Former Ohio State offensive line coach Greg Studrawa certainly deserves his share of the blame for the struggles we saw in the run game. Moving guys who are natural tackles inside to play guard led to some outstanding pass blocking, but there were glaring problems when trying to run the ball as the season progressed. The offensive line was only part of the problem. The other part? The Ohio State football team’s run game became too predictable.
Around midseason, you began noticing major issues in short yardage. The offensive line wasn’t getting any movement. That lack of productivity in short-yardage began to spread to all downs and distances. The complaints of predictability could be heard from fans and media alike. Thanks to Bill Landis of The Athletic, I didn’t realize just how predictable Ryan Day had become in his run play calling.

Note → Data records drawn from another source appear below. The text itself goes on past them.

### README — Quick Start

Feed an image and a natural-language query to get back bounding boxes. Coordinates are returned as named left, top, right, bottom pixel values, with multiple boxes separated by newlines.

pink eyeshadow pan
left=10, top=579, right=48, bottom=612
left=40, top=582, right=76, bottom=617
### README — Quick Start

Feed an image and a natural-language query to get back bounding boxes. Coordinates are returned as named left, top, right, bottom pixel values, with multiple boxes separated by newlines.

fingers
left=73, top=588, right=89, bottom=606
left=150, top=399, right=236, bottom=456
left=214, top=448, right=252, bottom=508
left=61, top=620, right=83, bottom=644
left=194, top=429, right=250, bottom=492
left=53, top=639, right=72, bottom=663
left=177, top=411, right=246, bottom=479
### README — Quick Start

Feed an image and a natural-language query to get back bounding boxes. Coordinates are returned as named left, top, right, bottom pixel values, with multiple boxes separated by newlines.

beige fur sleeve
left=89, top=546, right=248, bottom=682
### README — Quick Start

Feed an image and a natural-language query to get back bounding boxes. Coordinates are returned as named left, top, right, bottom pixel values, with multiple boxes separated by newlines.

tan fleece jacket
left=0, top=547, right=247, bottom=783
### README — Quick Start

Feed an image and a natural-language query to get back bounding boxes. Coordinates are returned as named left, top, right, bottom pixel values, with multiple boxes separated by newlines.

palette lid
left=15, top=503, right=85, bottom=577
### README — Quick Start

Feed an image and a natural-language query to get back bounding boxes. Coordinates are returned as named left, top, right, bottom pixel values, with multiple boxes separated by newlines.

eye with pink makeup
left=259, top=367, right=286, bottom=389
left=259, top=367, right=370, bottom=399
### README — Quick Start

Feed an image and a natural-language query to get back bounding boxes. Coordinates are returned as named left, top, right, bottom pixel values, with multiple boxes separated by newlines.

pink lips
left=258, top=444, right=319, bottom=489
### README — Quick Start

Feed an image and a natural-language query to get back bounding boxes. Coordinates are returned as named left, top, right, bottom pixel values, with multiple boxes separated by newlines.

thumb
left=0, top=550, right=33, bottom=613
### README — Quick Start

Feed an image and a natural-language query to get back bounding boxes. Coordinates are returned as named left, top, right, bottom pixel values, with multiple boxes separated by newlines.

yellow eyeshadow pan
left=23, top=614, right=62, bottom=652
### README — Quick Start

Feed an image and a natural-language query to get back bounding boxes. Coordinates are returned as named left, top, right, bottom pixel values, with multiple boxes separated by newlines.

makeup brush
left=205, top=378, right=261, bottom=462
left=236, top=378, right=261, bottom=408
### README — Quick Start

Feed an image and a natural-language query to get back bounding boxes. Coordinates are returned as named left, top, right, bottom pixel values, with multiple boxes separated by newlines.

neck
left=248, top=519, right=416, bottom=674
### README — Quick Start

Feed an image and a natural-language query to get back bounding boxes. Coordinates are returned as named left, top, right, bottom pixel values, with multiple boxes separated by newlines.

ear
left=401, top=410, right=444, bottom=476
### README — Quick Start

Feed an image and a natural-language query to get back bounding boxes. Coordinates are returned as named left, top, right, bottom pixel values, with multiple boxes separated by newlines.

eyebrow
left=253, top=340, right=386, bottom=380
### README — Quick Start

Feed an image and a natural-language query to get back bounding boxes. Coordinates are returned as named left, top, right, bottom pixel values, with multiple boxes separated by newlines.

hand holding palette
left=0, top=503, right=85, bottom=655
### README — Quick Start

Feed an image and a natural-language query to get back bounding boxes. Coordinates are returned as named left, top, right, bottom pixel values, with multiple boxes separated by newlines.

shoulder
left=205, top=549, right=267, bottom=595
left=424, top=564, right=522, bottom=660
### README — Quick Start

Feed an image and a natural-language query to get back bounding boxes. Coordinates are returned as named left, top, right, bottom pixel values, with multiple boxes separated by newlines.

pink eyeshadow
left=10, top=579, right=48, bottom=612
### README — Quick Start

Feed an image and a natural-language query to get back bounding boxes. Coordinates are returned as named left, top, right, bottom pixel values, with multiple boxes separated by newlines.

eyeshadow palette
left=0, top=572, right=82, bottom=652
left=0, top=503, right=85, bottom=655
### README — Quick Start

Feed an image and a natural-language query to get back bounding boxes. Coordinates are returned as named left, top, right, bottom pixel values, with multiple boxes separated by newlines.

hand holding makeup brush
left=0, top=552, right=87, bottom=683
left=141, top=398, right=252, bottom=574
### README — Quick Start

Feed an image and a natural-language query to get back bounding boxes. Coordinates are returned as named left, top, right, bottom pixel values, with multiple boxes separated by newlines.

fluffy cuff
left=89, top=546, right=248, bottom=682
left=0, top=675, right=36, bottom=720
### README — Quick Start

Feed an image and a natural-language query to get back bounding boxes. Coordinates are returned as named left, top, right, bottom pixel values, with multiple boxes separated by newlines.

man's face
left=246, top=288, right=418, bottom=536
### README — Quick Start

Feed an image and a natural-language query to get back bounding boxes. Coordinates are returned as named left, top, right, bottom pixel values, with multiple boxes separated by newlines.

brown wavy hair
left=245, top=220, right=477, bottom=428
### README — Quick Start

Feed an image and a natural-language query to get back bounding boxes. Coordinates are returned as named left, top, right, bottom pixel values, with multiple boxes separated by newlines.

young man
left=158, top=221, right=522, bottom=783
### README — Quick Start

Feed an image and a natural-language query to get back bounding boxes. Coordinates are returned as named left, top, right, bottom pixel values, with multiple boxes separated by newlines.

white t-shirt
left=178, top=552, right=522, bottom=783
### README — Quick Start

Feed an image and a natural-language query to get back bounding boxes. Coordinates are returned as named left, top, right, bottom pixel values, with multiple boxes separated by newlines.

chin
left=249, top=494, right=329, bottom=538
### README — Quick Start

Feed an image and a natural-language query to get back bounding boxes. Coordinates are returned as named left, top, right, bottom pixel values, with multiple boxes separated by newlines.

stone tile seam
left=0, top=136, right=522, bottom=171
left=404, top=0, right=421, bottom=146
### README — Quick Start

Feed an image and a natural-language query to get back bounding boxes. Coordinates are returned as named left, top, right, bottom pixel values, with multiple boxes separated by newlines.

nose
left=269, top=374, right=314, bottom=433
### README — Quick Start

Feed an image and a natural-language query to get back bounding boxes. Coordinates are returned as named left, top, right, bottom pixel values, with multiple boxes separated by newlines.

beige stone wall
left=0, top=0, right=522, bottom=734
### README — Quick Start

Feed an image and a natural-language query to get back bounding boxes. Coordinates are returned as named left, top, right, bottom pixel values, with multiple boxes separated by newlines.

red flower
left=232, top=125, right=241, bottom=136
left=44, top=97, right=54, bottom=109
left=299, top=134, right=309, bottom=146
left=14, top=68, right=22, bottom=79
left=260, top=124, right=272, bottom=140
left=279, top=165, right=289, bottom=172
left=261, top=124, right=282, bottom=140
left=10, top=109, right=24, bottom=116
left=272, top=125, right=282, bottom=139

Landis charted the Ohio State football team’s offense in the Rose Bowl and here is what he said:
• Ohio State ran 47 plays from the shotgun against Utah, and 42 of them were passes. That’s an 89 percent throw rate out of the gun. Even if you account for the run-pass options — called runs that turn into throws, of which I counted nine — that’s still not great.
• OSU ran 19 plays either from the pistol formation or under center, and 14 of those were runs. Day was better about mixing in some play-action pass in the second half than he was in the first half, but this is likewise too predictable.
What I find so disappointing about all of this is I’ve always believed Day to be a master at play calling and mixing formations. I’m not sure what changed this past season, but he needs to reevaluate his mindset on this. TreVeyon Henderson is a special running back, but it is hard to be special when the defense pretty much knows what is coming.
We know what this offense can do through the air. If they develop a run game to match it, the Buckeyes are going to be nearly impossible to defend. If not, we’re going to see a lot of C.J. Stroud trying to make throws on third and seven again.